Bathrooms: Warm to cold whites (3,500-5,000K) are ideal for bathrooms. This temperature range is entirely subjective, however, really cool bulbs aren’t necessarily the ideal choice for this purpose. Cooler lights, on the other hand, are ideal for applying cosmetics, and blue light makes chrome fixtures pop. Don’t be afraid to experiment with cooler bulbs if you have several of these fixtures in your bathroom or want the added contrast that cooler bulbs provide.
Lumens, CRI, and Watts: An Overview
Lumens are a unit of measurement for the brightness of all light. Check the light output of your bulb to make sure it’s not too bright or that it’ll produce adequate light for your lighting product.
The problem is that determining how bright a room should be is subjective, and the efficacy of a bulb is determined by the room’s size, wall colors, light placement, and other factors. As a result, deciding where to begin with brightness can be difficult.
Because incandescent lights consume substantially more energy than current LED bulbs, a 60W incandescent bulb produces far less light than a 60W LED bulb. To replace a 60W incandescent bulb, search for an 8W or 12W LED bulb with a lumen rating of nearly the same.
Color-Rendering Index (CRI)
The Color Rendering Index (CRI) is a metric that compares how colors appear under different light sources to sunlight. The index ranges from 0 to 100, with a perfect 100 meaning that colors seem exactly the same under the light source as they would in natural sunlight.

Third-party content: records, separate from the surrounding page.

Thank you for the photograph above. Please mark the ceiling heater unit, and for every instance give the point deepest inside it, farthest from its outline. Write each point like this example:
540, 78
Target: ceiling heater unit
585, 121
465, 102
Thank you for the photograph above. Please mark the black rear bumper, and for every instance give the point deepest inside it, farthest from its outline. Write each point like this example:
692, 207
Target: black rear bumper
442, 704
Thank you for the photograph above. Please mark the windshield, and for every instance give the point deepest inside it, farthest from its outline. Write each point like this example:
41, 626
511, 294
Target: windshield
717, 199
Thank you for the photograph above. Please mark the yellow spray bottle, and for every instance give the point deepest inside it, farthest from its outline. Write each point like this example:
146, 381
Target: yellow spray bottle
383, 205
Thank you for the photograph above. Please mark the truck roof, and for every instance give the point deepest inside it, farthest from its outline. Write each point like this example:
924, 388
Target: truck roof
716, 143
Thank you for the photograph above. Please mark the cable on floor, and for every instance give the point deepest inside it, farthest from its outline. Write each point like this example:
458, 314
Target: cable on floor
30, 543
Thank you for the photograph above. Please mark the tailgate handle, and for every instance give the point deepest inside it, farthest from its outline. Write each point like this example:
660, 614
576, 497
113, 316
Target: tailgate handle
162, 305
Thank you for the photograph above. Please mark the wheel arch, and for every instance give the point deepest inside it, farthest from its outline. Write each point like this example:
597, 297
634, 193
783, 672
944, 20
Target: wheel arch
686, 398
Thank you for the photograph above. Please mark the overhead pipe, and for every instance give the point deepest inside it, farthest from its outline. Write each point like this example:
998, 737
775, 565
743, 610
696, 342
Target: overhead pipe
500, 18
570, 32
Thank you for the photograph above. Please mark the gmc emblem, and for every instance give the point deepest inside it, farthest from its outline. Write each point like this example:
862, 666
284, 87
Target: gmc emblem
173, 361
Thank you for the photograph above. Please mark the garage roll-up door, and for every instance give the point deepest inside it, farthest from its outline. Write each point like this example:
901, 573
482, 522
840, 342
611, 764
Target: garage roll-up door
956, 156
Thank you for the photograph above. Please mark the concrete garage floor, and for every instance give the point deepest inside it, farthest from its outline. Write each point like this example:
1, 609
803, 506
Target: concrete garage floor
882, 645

Make the Most of Your Smart Home Lighting
While choosing the right lighting for your room might be difficult at times, if you grasp how the color temperature scale works, you’ll be able to choose the lighting that works best for you. Understanding how lighting affects mood might help you decide how to light your environment.
It doesn’t have to be difficult to have amazing lighting for your smart home. You should also feel free to try new things. When it comes to lighting, there are no hard and fast laws. Choose what works best for you, whether it’s a cooler kitchen or a warmer bathroom.
Your smart home should always be a place where you feel at ease, and choosing lighting that you like is one of the simplest ways to do so.
When designing a smart home, smart lamps are another category where you can save some money.
SYLVANIA ECO LED A19 Light Bulb
The Sylvania Eco LED A19 Light Bulb is a replacement for a traditional 60-watt bulb. It has a lumen output of 750 and emits a warm white light of 2700 kelvins. The Eco LED A19 is UL listed and lasts for up to 7 years when used 3 hours a day. This low-energy bulb uses 9 watts of power and is medium-based. It is frosted for a softer look and 2700k for a warm white glow. Get the Sylvania Eco. Comes in 3 Colours/Variation.
Frequently Asked Questions
In a nutshell, you now understand the distinction between warm white and soft white. Warm white and soft white are the same things; they’re only referred to differently by different people. Warm white appears to be more professional when it comes to LED lighting colors.
Please leave any further questions in the comments box below, and we will do our best to respond.